Pengumuman yang sangat ditunggu-tunggu datang dalam sebuah video di mana Biden memilih untuk mengulangi janjinya di tahun 2020 untuk mempersatukan bangsa dan memperkuat kelas menengah.
Seperti yang telah dispekulasikan sebelumnya, Biden membuat deklarasi empat tahun setelah dia pertama kali mengumumkan pencalonannya untuk siklus pemilu 2020.
Kebangkitan JCPOA
Konferensi pers di hari Selasa juga menemukan Lavrov bersandar pada Rencana Aksi Komprehensif Gabungan 2015, yang sebagian besar tidak tersentuh di bawah pemerintahan Biden meskipun komentar presiden sebelumnya bahwa pembicaraan akan diambil kembali.
Menteri luar negeri Rusia lebih lanjut mencatat bahwa “persyaratan baru” yang diusulkan untuk menghidupkan kembali kesepakatan nuklir Iran terus mempersulit upaya. Dia menambahkan bahwa kehilangan kesempatan untuk menghidupkan kembali perjanjian itu akan menjadi “kesalahan besar”.
Meskipun pada awalnya tampak seolah-olah pembicaraan JCPOA bergerak ke arah yang benar, dengan cepat menjadi jelas bahwa negosiasi mengarah ke banyak kendala dan hampir gagal.

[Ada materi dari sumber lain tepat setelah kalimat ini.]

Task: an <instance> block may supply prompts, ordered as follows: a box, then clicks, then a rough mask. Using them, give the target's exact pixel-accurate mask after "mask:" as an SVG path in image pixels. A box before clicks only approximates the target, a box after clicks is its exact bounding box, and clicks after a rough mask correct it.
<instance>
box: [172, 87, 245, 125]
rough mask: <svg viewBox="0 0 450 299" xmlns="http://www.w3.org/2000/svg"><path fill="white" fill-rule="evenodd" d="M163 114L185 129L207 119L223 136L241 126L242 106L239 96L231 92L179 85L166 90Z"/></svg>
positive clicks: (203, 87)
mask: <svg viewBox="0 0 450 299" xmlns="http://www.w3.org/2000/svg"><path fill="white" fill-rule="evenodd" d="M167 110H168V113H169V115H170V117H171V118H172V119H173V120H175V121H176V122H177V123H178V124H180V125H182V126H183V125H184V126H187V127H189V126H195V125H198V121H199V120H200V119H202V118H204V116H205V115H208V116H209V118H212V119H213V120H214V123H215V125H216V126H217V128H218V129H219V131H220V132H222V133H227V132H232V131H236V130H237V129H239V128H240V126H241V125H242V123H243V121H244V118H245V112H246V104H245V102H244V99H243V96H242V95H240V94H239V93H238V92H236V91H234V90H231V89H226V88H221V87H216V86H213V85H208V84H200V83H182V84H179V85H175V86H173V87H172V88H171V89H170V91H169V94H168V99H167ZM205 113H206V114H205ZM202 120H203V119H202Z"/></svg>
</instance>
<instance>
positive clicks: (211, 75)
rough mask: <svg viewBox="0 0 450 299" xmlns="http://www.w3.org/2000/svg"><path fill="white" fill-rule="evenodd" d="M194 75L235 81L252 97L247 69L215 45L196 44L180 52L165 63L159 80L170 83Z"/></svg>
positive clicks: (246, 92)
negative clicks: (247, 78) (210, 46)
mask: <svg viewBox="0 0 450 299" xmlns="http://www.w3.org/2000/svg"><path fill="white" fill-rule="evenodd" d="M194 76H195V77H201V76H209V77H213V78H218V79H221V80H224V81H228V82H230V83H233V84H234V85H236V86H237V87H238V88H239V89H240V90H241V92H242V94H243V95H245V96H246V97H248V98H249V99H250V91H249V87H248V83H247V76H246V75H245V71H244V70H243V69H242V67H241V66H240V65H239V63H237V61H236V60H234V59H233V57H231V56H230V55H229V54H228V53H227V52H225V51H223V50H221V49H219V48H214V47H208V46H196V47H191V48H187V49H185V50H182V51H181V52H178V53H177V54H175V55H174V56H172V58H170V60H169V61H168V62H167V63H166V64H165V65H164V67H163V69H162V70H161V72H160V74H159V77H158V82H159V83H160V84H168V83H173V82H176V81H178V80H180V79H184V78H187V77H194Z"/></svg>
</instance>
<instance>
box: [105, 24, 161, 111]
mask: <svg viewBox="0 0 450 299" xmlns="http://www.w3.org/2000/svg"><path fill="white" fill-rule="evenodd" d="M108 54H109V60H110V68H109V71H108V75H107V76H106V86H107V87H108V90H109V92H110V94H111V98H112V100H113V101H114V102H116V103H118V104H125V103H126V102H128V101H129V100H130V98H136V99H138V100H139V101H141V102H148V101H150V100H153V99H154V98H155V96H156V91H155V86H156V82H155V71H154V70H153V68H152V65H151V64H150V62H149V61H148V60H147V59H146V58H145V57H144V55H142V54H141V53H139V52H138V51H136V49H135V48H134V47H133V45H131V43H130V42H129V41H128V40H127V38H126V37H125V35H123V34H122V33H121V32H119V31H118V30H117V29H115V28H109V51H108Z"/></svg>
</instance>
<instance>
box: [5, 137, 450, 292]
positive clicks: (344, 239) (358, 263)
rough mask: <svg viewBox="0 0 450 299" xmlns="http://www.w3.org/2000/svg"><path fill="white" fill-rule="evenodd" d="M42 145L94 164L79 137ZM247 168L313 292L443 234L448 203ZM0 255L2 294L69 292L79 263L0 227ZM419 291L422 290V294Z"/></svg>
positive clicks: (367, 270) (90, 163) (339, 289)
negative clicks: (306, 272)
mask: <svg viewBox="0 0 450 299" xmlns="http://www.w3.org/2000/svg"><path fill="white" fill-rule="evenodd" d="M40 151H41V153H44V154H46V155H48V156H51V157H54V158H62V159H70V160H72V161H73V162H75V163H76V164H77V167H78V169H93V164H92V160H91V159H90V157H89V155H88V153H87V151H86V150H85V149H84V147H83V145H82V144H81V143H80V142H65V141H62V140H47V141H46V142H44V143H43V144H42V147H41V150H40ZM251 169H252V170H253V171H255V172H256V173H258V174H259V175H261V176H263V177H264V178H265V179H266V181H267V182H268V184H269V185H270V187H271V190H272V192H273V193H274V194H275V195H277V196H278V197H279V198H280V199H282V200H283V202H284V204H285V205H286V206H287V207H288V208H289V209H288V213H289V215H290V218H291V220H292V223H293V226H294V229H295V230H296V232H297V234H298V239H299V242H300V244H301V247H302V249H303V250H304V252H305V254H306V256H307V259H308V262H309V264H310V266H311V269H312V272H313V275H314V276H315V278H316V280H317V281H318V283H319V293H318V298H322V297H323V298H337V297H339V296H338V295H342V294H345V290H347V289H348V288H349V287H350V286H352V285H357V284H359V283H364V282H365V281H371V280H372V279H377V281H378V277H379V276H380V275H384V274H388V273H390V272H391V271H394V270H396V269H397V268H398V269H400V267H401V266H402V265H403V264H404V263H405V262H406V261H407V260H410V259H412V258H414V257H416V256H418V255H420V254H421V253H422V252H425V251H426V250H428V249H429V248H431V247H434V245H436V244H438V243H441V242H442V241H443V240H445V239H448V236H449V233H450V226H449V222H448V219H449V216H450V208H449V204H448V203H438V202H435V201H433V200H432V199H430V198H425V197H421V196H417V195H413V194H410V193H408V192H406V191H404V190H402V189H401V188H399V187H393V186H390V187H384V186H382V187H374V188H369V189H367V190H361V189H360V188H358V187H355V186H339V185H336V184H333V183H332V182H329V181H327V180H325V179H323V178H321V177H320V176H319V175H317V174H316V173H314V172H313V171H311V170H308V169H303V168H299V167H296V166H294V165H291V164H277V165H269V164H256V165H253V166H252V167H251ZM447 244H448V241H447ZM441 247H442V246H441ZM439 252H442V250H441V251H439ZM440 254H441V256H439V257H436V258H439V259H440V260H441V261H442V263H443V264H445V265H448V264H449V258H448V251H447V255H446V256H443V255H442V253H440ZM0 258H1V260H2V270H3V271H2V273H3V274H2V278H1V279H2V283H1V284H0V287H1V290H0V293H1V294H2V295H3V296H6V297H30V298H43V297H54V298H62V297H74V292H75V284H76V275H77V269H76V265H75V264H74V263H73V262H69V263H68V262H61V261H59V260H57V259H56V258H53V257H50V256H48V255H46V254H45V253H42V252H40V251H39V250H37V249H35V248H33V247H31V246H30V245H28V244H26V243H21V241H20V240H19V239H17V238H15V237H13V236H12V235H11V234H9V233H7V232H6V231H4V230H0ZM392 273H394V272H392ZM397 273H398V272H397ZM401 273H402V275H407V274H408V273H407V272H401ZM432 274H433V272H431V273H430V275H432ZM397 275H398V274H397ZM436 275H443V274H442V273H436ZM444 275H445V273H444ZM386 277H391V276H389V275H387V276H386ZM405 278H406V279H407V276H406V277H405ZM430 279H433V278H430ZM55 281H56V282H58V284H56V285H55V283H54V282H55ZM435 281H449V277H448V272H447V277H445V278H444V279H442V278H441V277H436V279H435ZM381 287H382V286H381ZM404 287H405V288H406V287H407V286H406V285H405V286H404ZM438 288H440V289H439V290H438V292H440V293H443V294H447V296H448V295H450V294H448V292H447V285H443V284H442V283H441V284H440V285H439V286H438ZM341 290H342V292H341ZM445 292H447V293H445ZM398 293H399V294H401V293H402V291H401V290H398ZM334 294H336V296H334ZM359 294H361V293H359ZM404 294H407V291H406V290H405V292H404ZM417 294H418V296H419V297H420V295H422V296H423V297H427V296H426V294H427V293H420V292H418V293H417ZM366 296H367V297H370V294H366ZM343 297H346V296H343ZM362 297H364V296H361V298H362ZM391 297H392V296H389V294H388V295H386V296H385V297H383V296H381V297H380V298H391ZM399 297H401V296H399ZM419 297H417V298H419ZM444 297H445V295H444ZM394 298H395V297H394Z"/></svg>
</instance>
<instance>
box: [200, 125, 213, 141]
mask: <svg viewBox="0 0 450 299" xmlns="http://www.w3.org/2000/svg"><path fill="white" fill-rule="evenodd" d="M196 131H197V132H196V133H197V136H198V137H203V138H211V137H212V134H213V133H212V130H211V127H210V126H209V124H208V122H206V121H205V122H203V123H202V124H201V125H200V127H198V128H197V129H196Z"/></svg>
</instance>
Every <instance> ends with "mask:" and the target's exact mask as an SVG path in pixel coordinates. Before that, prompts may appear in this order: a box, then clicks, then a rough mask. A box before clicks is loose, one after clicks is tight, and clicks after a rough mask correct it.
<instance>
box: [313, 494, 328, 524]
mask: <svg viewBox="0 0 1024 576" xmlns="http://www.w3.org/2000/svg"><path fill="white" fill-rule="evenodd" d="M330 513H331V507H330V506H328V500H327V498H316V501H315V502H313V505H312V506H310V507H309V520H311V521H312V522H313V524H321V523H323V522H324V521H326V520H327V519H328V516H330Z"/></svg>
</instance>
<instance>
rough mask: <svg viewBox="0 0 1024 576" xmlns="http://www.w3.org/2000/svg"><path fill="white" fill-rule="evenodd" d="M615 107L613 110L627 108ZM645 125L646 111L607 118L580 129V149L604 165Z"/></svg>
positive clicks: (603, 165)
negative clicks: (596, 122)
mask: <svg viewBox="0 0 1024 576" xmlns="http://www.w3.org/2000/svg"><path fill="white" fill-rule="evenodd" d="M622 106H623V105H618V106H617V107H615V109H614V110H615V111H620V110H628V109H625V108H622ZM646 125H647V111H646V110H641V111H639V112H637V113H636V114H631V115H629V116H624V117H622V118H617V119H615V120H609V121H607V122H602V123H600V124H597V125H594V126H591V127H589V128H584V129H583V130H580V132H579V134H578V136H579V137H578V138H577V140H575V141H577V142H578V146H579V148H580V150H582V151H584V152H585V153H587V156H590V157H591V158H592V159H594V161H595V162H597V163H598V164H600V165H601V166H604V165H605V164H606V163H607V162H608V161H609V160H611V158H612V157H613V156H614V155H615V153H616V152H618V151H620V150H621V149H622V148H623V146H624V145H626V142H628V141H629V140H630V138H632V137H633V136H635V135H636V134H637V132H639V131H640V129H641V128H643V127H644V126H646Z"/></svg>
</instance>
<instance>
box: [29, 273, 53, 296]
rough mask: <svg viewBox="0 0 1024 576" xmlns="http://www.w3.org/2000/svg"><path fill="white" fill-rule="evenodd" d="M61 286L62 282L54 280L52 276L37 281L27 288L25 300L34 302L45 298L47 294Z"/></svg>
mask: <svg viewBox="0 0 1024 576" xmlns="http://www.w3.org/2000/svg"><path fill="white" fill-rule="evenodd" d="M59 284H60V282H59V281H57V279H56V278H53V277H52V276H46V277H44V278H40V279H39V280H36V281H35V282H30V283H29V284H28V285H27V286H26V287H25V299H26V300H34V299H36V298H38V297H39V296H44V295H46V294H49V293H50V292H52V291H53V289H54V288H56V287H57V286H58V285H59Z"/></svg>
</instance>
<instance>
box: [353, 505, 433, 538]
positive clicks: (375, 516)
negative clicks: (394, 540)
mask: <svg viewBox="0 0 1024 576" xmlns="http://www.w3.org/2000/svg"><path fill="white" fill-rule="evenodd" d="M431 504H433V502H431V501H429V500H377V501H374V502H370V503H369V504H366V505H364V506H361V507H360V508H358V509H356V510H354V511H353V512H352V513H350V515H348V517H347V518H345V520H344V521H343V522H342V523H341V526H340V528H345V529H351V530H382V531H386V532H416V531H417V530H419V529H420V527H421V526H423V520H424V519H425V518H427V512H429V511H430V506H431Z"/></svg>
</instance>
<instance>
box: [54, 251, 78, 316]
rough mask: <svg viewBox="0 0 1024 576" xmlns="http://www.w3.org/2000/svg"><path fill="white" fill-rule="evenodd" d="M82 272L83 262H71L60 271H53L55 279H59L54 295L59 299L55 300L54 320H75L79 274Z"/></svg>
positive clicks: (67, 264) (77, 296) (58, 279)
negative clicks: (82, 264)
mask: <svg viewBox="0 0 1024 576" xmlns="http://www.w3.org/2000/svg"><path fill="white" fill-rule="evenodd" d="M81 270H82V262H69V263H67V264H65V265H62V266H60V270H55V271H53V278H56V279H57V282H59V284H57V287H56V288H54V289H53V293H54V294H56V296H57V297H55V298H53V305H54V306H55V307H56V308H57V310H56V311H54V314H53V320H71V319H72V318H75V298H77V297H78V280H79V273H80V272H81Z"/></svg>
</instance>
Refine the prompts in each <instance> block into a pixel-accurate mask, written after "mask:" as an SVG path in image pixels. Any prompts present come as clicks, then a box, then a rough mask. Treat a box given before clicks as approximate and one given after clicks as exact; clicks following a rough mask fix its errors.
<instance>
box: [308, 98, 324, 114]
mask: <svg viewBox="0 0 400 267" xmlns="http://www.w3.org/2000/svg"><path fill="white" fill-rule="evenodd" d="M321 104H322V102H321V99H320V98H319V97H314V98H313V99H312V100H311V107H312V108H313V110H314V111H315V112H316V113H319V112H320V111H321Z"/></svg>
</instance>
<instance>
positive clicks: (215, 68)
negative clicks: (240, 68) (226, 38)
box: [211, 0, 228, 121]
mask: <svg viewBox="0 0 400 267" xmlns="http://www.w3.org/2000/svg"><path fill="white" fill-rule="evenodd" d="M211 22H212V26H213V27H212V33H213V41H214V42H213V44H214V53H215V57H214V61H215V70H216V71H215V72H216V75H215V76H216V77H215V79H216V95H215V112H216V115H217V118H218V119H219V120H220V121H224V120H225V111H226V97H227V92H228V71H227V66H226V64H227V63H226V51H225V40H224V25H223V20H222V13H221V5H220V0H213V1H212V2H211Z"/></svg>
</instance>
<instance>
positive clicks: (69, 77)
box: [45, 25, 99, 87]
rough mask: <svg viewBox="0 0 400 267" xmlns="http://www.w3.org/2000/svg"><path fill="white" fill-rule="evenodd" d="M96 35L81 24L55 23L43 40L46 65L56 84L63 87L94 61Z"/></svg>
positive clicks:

Pada akhir Maret, Iran dan Rusia sama-sama sepakat bahwa kesepakatan bersejarah itu tidak memiliki alternatif dan harus diterapkan kembali di bawah standar awalnya.
Selain Rusia dan Iran, para penandatangan kesepakatan itu termasuk China, Prancis, Jerman, AS, Inggris, dan Uni Eropa.
AS menarik diri dari JCPOA pada 2018 di bawah pemerintahan Trump setelah Presiden Donald Trump membuat berbagai tuduhan bahwa Teheran telah melanggar ketentuan yang diuraikan dalam kesepakatan nuklir era Obama.
Perjanjian tersebut telah memberlakukan pembatasan berat pada program nuklir Iran dengan imbalan pencabutan sanksi yang meluas.
Pada bulan-bulan setelah penarikan AS, Iran tidak hanya dipengaruhi oleh sanksi yang diberlakukan kembali tetapi kemudian juga oleh kampanye “tekanan maksimum” oleh Gedung Putih Trump.